Experts to examine Fossett plane wreck remains

DNA experts are preparing to test what are believed to be the remains of millionaire adventurer Steve Fossett, found in the wreckage of his plane.

DNA experts are preparing to test what are believed to be the remains of millionaire adventurer Steve Fossett, found in the wreckage of his plane.

Search teams announced last night that they had found enough human remains for DNA testing in the wreckage of Mr Fossett’s plane, discovered in California’s rugged Sierra Nevada mountains.

Mr Fossett, 63, vanished on a solo flight 13 months ago. The mangled debris of his single-engine Bellanca was spotted from the air yesterday morning near the town of Mammoth Lakes and was identified by its tail number. Investigators said the plane had slammed straight into a mountainside.

The remains were found in a field of debris 400ft long and 150ft wide in a steep section of the mountain range, the National Transportation Safety Board said. Some personal effects also were found at the crash site, but investigators would not describe them in any detail.

“We found human remains, but there’s very little. Given the length of time the wreckage has been out there, it’s not surprising there’s not very much,” said National Transportation Safety Board acting chairman Mark Rosenker. “I’m not going to elaborate on what it is.”

Jeff Page, emergency management co-ordinator for Lyon County, Nevada, who assisted in the search, said of the plane crash: “It was a hard-impact crash and he (Mr Fossett) would have died instantly.”

Most of the plane’s fuselage disintegrated on impact and the engine was found several hundred feet away at an elevation of 9,700 feet, authorities said.

“It will take weeks, perhaps months, to get a better understanding of what happened,” Mr Rosenker said.

Search crews and cadaver dogs scoured the steep terrain around the crash site in hopes of finding at least some trace of Mr Fossett’s body and solving the mystery of his disappearance once and for all.

Mr Rosenker said enough remains were found to provide coroners with DNA.

Mr Fossett vanished on September 3 last year after taking off from a Nevada ranch owned by hotel magnate Barron Hilton.
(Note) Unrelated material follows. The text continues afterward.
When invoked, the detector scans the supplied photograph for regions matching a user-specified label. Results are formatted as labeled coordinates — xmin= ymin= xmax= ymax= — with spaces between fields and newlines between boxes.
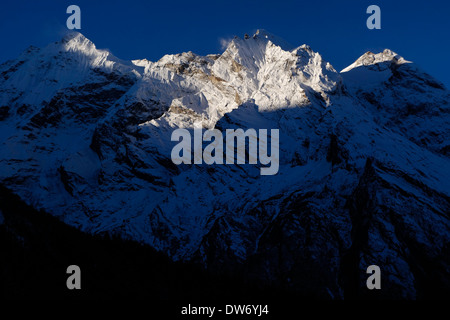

The intrepid balloonist and pilot was scouting locations for an attempt to break the landspeed record in a rocket-propelled car.

His disappearance spurred a huge search that covered 20,000 square miles, cost millions of dollars and included the use of infrared technology. A judge declared Mr Fossett legally dead in February.

For a while, many of his friends held out hope he survived, given his many close scrapes with death over the years.

The breakthrough – in fact, the first trace of any kind – came earlier this week when a hiker stumbled across a pilot’s licence and other ID cards belonging to Mr Fossett a quarter of a mile from where the plane was later spotted in the Inyo National Forest. Investigators said animals might have dragged the IDs from the wreckage while picking over Mr Fossett’s remains.

The rugged area, about 65 miles from the ranch, had been flown over 19 times by the California Civil Air Patrol during the initial search but it had not been considered a likely place to find the plane.

Instead, searchers had concentrated on an area north of Mammoth Lakes, given what they knew about sightings of Mr Fossett’s plane, his travel plans and the amount of fuel he had.

“With it being an extremely mountainous area, it doesn’t surprise me they had not found the aircraft there before,” Lyon County Undersheriff Joe Sanford said.

As for what might have caused the crash, Mono County, California, Undersheriff Ralph Obenberger said there were large storm clouds over the peaks around Mammoth Lakes on the day Mr Fossett disappeared.

Mr Fossett made a fortune in the Chicago commodities market and gained worldwide fame for setting records in hi-tech balloons, gliders, jets and boats. In 2002, he became the first person to circle the world solo in a balloon.

He also swam the English Channel, completed an Ironman triathlon, competed in the Iditarod dog sled race and climbed some of the world’s best-known peaks, including the Matterhorn in Switzerland and Mount Kilimanjaro in Tanzania.

“I hope now to be able to bring to closure a very painful chapter in my life,” Mr Fossett’s widow, Peggy, said in a statement.

“I prefer to think about Steve’s life rather than his death and celebrate his many extraordinary accomplishments.”